Eugène Boudin é stato un importante pittore francese dell’Ottocento, che ha lavorato a cavallo tra Realismo e Impressionismo. É noto anche come “re dei cieli”, famoso appellativo datogli dal collega Jean Baptiste Camille Corot (che Boudin stesso apprezzava e stimava profondamente), per la sua maestria nel dipingerli, popolandoli di morbidi e soffici cirri. Caratteristica, che col tempo, fu distintiva dei suoi splendidi quadri. Il genere a cui si dedicò con maggior enfasi fu sicuramente il paesaggio e, ancor prima dell’avvento dell’Impressionismo, la pittura “en plein air” era tra le sue priorità. Amava, infatti, uscire all’aria aperta e con pennello e tavolozza alla mano, rendere immortali luoghi, scorci, momenti. I suoi brani naturali, le atmosfere che riporta sulla tela, spaziano tra il vero e le “impressioni di luce”, che ha saputo in maniera originale, interpretare. L’opera che ho scelto oggi, fa parte della serie che l’artista francese ha dedicato al mare e alla spiaggia di Trouville, dove soggiornò per un periodo. Il mare, infatti, sarà uno dei suoi principali soggetti privilegiati.
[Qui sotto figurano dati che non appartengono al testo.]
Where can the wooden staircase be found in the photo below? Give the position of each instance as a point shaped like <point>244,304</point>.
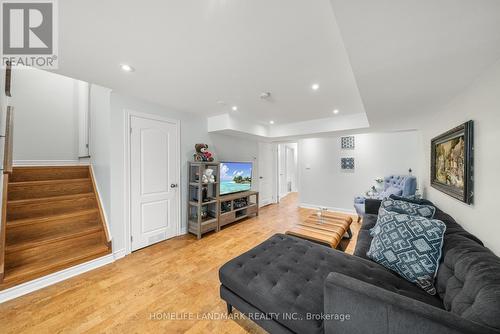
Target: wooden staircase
<point>54,221</point>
Il quadro “Dame en blanc sur la plage de Trouville”, datato 1869, é un’opera suggestiva, leggera, in cui la figura umana incontra la natura in una perfetta armonia di forme e colori. Ad essere raffigurato é il lido di Trouville, appunto, luminosissimo e un po’ ventoso, animato da un gruppo di villeggianti borghesi che si godono la brezza marina e il sole. In primo piano, un’elegante dama vestita di bianco, che determina il titolo dell’opera. La pennellata è corposa, si sussegue veloce e potente nell’immortalare la luce, il colore. I toni predominanti sono neutri, naturali, puliti e declinati con sapiente accostamento. L’opera, per tutte queste ragioni, risulta estremamente raffinata e ricercata, come tipico dello stile di Boudin, precursore degli Impressionisti.